Quatro em cada cinco pessoas com hipertensão não são tratadas
corretamente em todo o mundo, aponta a pesquisa. Mas, se os países aumentarem a
cobertura do tratamento, aproximadamente 76 milhões de mortes, 120 milhões de
AVCs, 17 milhões de casos de insuficiência cardíaca e 79 milhões de ataques
cardíacos podem ser evitados até 2050, afirmou a organização.
No Brasil, o levantamento mostra que a probabilidade de uma
pessoa com hipertensão morrer precocemente é de 15%. Em 2019, ano em que os
dados da pesquisa foram coletados, 381 mil morreram por doenças
cardiovasculares e 54% deles tinham quadros de pressão alta.
Estilo de
vida é principal fator por trás da hipertensão
Segundo a OMS, fatores como idade avançada e predisposição
genética aumentam o risco de desenvolver a doença, mas também destacam-se
fatores de risco modificáveis, como uma dieta rica em sal, falta de atividade
física e consumo excessivo de álcool, que contribuem para o surgimento da
hipertensão.
De acordo com a cardiologista Lucélia Magalhães, presidente
do departamento de hipertensão da SBC, o consumo excessivo de sal é o principal
responsável pela alta incidência de hipertensão em nossa população. “Consumimos
quase o dobro do recomendado. Temos uma cultura de alimentação salgada”,
afirma.
Para se ter ideia, a OMS atualmente recomenda um consumo
máximo de 5 gramas de sal por dia (equivalente a cerca de 2 gramas de sódio, o
principal componente do sal).
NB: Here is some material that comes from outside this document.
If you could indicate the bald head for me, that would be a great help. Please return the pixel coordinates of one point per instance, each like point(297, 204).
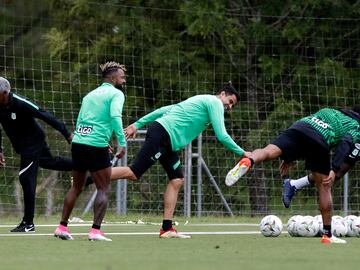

No entanto, estudos indicam que os brasileiros
consomem em média 12 gramas de sal diariamente. O problema é que o excesso de
sódio na circulação leva o organismo a reter mais líquido nos vasos sanguíneos,
o que eleva a pressão arterial.
“É essencial uma política de saúde que priorize a redução da
ingestão de sal e, em seguida, o controle da obesidade”, destaca a médica. Para
isso, seria necessário uma abordagem focada na atenção primária, com uma equipe
multidisciplinar que inclua nutricionistas e educadores físicos, promovendo
mudanças no estilo de vida, além de médicos que prescrevam tratamentos para
aqueles que já sofrem com a condição.
A OMS também apoia uma abordagem centrada na atenção
primária, argumentando que a prevenção, a detecção precoce e o gerenciamento
eficaz da hipertensão estão entre as intervenções com melhor relação
custo-eficácia na área da saúde. Portanto, “devem ser priorizadas pelos países
como parte integrante de seu pacote nacional de benefícios de saúde”.